# no egg after 20 days



## royalrose (Jan 11, 2013)

its about 20days after my cocktails' first mating and there is no egg.
they have mating behaviors(s e x)2times each day.but sitll there is no sign of any egg.
is it possible?
whats the reason?
thanks


----------



## roxy culver (May 27, 2010)

7 days is only an average. Its takes some tiels longer to lay and some shorter. Are they showing signs of nesting? Any eggs poops? Is her vent area getting bigger? Keep an eye out in case she gets egg bound.


----------



## royalrose (Jan 11, 2013)

*thanks*



roxy culver said:


> 7 days is only an average. Its takes some tiels longer to lay and some shorter. Are they showing signs of nesting? Any eggs poops? Is her vent area getting bigger? Keep an eye out in case she gets egg bound.


yeah they usually go in and out of the nest.
i cant recognize any poop but i can see pulse in her vent area
i think there is no sign of egg bound too
is it ever happened o you that lying egg takes such a long time?


----------



## roxy culver (May 27, 2010)

No its never taken that long for me but we had a member on here about a year ago that it took her pair almost a month before they laid. What do you mean by pulse? It would be a bump near her vent that you're looking for. Are you sure you have a male/female pair?


----------



## lperry82 (Aug 2, 2010)

The poop will be a lot bigger than normal size


----------



## royalrose (Jan 11, 2013)

roxy culver said:


> No its never taken that long for me but we had a member on here about a year ago that it took her pair almost a month before they laid. What do you mean by pulse? It would be a bump near her vent that you're looking for. Are you sure you have a male/female pair?


yes bro they are male and female :-D
they mate every day:-D
her pulse beats near her vent.
ok i'll wait more.
i think i can see a bump but im not sure.
here are the pics


----------



## roxy culver (May 27, 2010)

I don't see an egg bump on her as of yet. So I would wait and see if one develops. Pulsing near the vent is normal as there's a vein there. It has nothing to do with eggs as far as I know.


----------



## Haimovfids (Sep 19, 2012)

It's all a wait and hopefully we will find an egg 
My pair took 2 weeks and a half, and at the moment I am also waiting for pearly to lay an egg
Keep us posted


----------



## royalrose (Jan 11, 2013)

Baruch said:


> It's all a wait and hopefully we will find an egg
> My pair took 2 weeks and a half, and at the moment I am also waiting for pearly to lay an egg
> Keep us posted


Ok
Thanks a lot
I'll wait more and more


----------



## royalrose (Jan 11, 2013)

oh yeaaaaaaaaaaaaaaaaah
at last she laied an egg.
oh my god thanks:thumbu:


----------



## royalrose (Jan 11, 2013)

sorry bros i have another question
is it ever happened to u that one of the pairs never seat on the eggs(make it warm)and all the days and nights the other one does his duty?
when i have bought this pairs it happened to me and none of the eggs hatched.i afraid this time it happens too.
the male one never sits on the eggs.


----------



## roxy culver (May 27, 2010)

I had two hens that would sit all the time and never let their males sit while I had a third pair that always took turns. So it just depends on the pair. If the hen is sitting, then the eggs should be fine. They may not start sitting until the whole clutch has been laid.


----------



## Alassejane (Feb 16, 2013)

When my pair had their first ever clutch my male NEVER sat on them only the female.
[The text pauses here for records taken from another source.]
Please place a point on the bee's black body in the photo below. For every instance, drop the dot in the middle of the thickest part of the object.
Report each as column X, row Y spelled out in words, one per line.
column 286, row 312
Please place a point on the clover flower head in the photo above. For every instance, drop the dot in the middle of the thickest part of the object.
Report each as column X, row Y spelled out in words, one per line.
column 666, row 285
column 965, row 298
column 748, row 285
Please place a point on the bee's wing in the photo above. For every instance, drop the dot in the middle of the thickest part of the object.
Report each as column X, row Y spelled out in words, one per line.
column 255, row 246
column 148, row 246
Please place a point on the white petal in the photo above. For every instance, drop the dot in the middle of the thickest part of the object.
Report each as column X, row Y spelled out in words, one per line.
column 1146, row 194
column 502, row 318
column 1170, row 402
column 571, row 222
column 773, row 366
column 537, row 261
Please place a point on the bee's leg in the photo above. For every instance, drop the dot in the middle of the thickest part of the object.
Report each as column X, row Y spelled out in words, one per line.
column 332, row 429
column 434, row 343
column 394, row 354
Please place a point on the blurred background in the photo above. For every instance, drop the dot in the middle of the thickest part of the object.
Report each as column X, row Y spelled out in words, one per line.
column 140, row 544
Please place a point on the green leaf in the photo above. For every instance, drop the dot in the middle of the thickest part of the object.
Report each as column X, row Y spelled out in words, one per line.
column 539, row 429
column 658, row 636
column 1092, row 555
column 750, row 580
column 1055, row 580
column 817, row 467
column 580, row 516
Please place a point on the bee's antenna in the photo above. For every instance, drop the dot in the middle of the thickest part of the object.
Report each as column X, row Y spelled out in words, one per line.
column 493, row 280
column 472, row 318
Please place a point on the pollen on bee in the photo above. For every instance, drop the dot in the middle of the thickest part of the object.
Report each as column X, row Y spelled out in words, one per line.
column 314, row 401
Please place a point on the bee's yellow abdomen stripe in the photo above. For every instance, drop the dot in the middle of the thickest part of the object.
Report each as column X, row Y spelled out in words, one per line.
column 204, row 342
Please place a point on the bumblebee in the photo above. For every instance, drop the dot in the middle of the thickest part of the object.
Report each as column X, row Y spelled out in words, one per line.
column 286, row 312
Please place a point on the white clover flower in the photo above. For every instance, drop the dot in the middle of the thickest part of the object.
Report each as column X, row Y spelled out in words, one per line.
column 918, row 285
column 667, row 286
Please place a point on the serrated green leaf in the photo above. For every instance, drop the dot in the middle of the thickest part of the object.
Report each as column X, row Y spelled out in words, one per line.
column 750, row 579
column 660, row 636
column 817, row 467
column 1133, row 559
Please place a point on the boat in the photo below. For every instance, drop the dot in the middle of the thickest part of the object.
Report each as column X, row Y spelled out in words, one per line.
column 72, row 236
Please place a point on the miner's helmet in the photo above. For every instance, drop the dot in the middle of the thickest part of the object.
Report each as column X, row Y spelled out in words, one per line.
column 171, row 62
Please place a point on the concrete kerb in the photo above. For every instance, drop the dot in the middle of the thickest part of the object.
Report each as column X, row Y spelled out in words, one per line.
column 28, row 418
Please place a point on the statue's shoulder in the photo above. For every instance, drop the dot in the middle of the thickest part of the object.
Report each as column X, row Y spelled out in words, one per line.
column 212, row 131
Now on their 2nd clutch my male only goes on them when the female leaves to have food, water and loo etc. Good luck on the eggs


----------



## Haimovfids (Sep 19, 2012)

Congrats on the egg


----------



## royalrose (Jan 11, 2013)

Baruch said:


> Congrats on the egg


thanks bro:thumbu:


----------



## royalrose (Jan 11, 2013)

roxy culver said:


> I had two hens that would sit all the time and never let their males sit while I had a third pair that always took turns. So it just depends on the pair. If the hen is sitting, then the eggs should be fine. They may not start sitting until the whole clutch has been laid.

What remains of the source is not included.